The most recent of these, 50 Worst American Cities to Live In
, includes one Arizona city: Tucson, which appears near the middle of the list at 28.
(Life in Tucson isn’t getting better: Last year the city turned up at 37 in the same survey.)
Published in June by 24/7 Wall St., a Delaware-based financial news and opinion provider that delivers its content over the internet, the list evaluated cities based on crime rates, employment growth, and housing affordability. Also considered in the who-sucks-the-most equation: the percentage of denizens with at least a bachelor’s degree (in Tucson, that would be 26.5 percent, which seems low for a college town) and the rate of job growth (which was 2.1 percent from 2013 to 2015, about half the national average during that time).
“Tucson is one of the only cities in the Southwest to rank among the worst places to live,” the study reports, before ticking off reasons why that’s so. The economy is slow-growing, the property crime rate is crazy there, and the population is transient, making it difficult to establish a strong community.
But lists like this one tend to overlook both the character of the cities they rank, and — more importantly — the reasons people tend to want to live in them in the first place.
It’s unlikely anyone who settled in Tucson after attending University of Arizona did so only because they just didn’t really feel like moving back home to Indiana. People live in cities like Tucson because they like its unpretentious vibe, its culture (our 50-year-old state theater is based there, and Tucson is also home to the Tucson Symphony Orchestra, the oldest continuing professional performing arts organization in the state), or something — anything! — that mitigates the intangible awfulness of property crime.
And, okay, so probably no one’s moving to Tucson to be closer to its symphony, but it’s true that small-towners who don’t want to brave the big city of Phoenix but are tired of wintertime come to Tucson for something besides respite from weather. Once they get there, they’ve got an established culture scene. Shouldn’t that count for something?
Not according to pollsters who put together these lists that look at median home value (in Tucson that’s $139,400) or the poverty rate (25.2 percent of Tucsonans are poor, by Wall Street standards).
But the trouble with these populist polls is they don’t consider things like wanting to wear shirtsleeves in January or not having to shovel snow before you can leave for work. It’s not unfair to measure quality of life in dollars and cents or by how crime-ridden a place is or isn’t, but a better balance would include whether the city in question offers a much-loved skate park (Tucson does) for middle-aged dudes who like to ride pavement.
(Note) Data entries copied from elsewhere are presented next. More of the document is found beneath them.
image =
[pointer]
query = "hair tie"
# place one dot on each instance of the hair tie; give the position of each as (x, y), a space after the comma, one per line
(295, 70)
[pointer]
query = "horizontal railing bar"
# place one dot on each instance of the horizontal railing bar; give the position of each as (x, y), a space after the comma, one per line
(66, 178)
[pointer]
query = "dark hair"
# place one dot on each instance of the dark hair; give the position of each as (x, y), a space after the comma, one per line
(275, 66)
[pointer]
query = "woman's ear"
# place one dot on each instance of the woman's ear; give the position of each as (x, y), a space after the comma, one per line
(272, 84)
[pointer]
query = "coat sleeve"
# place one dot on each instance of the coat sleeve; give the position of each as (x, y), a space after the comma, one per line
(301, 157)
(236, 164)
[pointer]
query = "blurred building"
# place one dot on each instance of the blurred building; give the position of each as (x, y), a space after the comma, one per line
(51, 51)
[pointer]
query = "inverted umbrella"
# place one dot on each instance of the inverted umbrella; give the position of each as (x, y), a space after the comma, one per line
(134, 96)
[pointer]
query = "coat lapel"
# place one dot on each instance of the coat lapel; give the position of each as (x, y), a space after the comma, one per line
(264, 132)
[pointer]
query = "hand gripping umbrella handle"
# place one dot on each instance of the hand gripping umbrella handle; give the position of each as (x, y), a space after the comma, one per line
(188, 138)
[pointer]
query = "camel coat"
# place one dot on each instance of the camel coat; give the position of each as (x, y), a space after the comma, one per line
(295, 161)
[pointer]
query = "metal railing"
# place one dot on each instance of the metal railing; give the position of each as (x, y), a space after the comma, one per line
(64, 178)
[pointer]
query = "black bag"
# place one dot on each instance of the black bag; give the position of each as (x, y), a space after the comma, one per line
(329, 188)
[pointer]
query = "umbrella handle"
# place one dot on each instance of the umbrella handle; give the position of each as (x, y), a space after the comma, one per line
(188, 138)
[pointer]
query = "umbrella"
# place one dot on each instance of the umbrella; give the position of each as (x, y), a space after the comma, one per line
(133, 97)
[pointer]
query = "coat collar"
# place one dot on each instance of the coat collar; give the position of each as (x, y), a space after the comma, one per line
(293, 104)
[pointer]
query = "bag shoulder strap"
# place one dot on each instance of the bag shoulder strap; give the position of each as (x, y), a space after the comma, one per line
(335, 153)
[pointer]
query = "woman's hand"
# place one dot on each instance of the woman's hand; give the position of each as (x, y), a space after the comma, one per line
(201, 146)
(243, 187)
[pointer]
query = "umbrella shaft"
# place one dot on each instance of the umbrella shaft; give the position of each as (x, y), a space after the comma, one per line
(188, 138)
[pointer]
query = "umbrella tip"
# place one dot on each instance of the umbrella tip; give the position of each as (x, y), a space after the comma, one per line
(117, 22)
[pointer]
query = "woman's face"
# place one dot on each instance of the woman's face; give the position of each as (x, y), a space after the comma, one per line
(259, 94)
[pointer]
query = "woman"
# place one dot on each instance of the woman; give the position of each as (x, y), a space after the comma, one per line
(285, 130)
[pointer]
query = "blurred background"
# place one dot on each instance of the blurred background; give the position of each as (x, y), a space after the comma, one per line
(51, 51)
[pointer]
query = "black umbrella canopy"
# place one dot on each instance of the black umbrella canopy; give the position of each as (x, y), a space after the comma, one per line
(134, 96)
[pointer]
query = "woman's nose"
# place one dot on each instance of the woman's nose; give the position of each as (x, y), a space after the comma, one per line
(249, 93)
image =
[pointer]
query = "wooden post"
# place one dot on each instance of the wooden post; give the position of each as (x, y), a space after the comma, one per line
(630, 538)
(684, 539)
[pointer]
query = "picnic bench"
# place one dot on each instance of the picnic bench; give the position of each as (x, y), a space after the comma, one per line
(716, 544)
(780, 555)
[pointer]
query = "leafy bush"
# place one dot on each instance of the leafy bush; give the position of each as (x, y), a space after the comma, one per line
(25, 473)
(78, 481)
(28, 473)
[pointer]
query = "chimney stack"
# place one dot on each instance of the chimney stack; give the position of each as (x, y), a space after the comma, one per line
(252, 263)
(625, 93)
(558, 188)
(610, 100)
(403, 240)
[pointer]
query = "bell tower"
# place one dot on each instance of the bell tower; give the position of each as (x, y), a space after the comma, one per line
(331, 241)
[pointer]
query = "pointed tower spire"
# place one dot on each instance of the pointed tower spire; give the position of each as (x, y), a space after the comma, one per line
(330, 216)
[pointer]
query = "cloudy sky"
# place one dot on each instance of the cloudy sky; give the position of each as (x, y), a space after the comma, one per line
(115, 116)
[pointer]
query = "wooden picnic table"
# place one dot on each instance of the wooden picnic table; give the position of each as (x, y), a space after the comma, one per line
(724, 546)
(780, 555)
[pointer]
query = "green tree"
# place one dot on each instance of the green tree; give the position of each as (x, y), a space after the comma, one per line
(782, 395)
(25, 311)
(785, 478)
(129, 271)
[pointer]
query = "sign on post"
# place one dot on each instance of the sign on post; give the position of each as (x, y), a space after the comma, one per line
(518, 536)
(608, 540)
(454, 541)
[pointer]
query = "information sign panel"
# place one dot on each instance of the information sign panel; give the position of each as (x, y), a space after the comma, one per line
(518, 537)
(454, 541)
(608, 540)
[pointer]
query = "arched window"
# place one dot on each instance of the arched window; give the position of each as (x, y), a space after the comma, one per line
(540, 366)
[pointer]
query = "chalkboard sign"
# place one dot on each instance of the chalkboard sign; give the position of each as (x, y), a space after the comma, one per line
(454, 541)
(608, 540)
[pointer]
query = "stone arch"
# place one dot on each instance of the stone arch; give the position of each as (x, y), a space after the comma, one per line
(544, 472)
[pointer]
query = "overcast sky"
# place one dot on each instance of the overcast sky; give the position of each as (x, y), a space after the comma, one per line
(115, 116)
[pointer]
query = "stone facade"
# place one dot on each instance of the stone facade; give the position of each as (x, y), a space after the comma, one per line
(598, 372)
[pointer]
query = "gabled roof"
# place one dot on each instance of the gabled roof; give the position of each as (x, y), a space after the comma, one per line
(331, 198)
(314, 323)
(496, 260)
Those who carried out this ranking aren’t asking any of Tucson’s 531,000 residents whether they care about historic architecture (Tucson has more of the nation’s still-standing adobes than any other city in the Southwest) or whether the homeless population (which doesn’t figure in the ranking’s criteria) is troubling local residents. They’re tallying things that, like property crime rates, are important, but that almost never truly figure into whether someone agrees to accept a job they want in a city that’s been dissed on some opinion provider’s list.
Quality of life in any American city depends on the neighborhood one lives in — particularly in the desert Southwest, where poverty and crime can be found just blocks away from million-dollar McMansion enclaves. Anyone stumped by where to settle next might do well to wait for 24/7 Wall St. to compile a list of “best neighborhoods to live in that are far from signs of any disadvantage.”
In the meantime, no list that ranks Tucson as “worst” yet overlooks the horrors of Eloy and Tolleson can be taken seriously.